Windows 10 mette a rischio la vostra privacy? Pare tramontato il tempo in cui la Microsoft era un porto sicuro per chi cercava di sfuggire all'invadenza di Apple e Google. Così va il mondo digitale nel 2015.




Windows 10 è stato rilasciato da poche settimane e, come sempre, la distribuzione di un nuovo sistema operativo è un momento di svolta per l'utenza PC, che dà inizio ad un periodo di scoperte delle funzionalità offerte dallo stesso. Da un certo punto di vista questa ricerca costituisce il momento più gioioso per l'utente, che torna bambino dinanzi il suo nuovo, performante giocattolo. D'altro canto, però, non sempre le scoperte sono gradite.

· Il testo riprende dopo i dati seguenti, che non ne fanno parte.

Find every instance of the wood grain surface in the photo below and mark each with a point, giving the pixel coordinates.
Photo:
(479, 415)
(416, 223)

Le rivelazioni scaturite da uno studio condotto dalla Art Technica, appartengono purtroppo a questa schiera. I risultati del test dimostrano infatti che Windows 10 conduce un fitto dialogo con i server Microsoft, ben oltre quanto saremmo portati a credere e ritenere opportuno. Si tratta peraltro di una comunicazione bidirezionale, che vede il nostro PC non solo come mittente, ma anche destinatario di dati da parte dei server del colosso di Redmond. La Microsoft, interpellata per far luce sulla questione, si è affrettata a chiarire che Windows 10 non trasmette dati personali ma solo log anonimi, nel rispetto della privacy settata dall'utente.

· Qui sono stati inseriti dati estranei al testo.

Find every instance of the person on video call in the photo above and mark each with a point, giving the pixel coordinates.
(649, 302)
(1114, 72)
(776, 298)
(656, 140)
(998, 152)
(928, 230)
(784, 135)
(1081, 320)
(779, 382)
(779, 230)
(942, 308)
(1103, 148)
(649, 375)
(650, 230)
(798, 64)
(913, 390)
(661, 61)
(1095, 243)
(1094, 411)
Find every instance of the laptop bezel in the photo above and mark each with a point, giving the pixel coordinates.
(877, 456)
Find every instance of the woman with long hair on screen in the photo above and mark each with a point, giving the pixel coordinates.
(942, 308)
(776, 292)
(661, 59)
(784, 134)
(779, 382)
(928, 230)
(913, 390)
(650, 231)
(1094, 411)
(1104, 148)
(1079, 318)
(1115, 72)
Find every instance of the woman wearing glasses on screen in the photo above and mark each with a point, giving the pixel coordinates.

Alla luce di quanto sopra appare comunque evidente che è venuto meno l'ultimo rifugio per l'utenza più paranoica e gelosa della propria privacy. Chiunque avesse scelto Microsoft come ribellione verso l'invadenza di Apple e Google ha avuto un amaro risveglio. Bisogna però prendere atto del fatto che, nel 2015, l'universo digitale ha intrapreso questa direzione, stabilendo una simbiosi molto forte, per quanto discutibile, tra utenza e fornitore di servizi. I colossi mettono a disposizione software ed app gratuite, irrazionale credere che possano farlo senza chiedere nulla in cambio. Più tollerabile pensare che lo scambio di dati in tempo reale garantisca il miglior funzionamento del sistema, alleggerendo il peso delle operazioni effettuate dai nostri PC e consentendo di ottimizzare le nostre esperienze di navigazione sulla base delle preferenze pregresse.

All'utente ormai non resta che adeguarsi, se vuole continuare a far parte dell'universo digitale. Una decisione forzata che non lascia comunque tranquilli, sapendo che per quanto siano protetti i server che contengono i nostri dati, il numero di attacchi e violazioni che subiscono è in costante crescita.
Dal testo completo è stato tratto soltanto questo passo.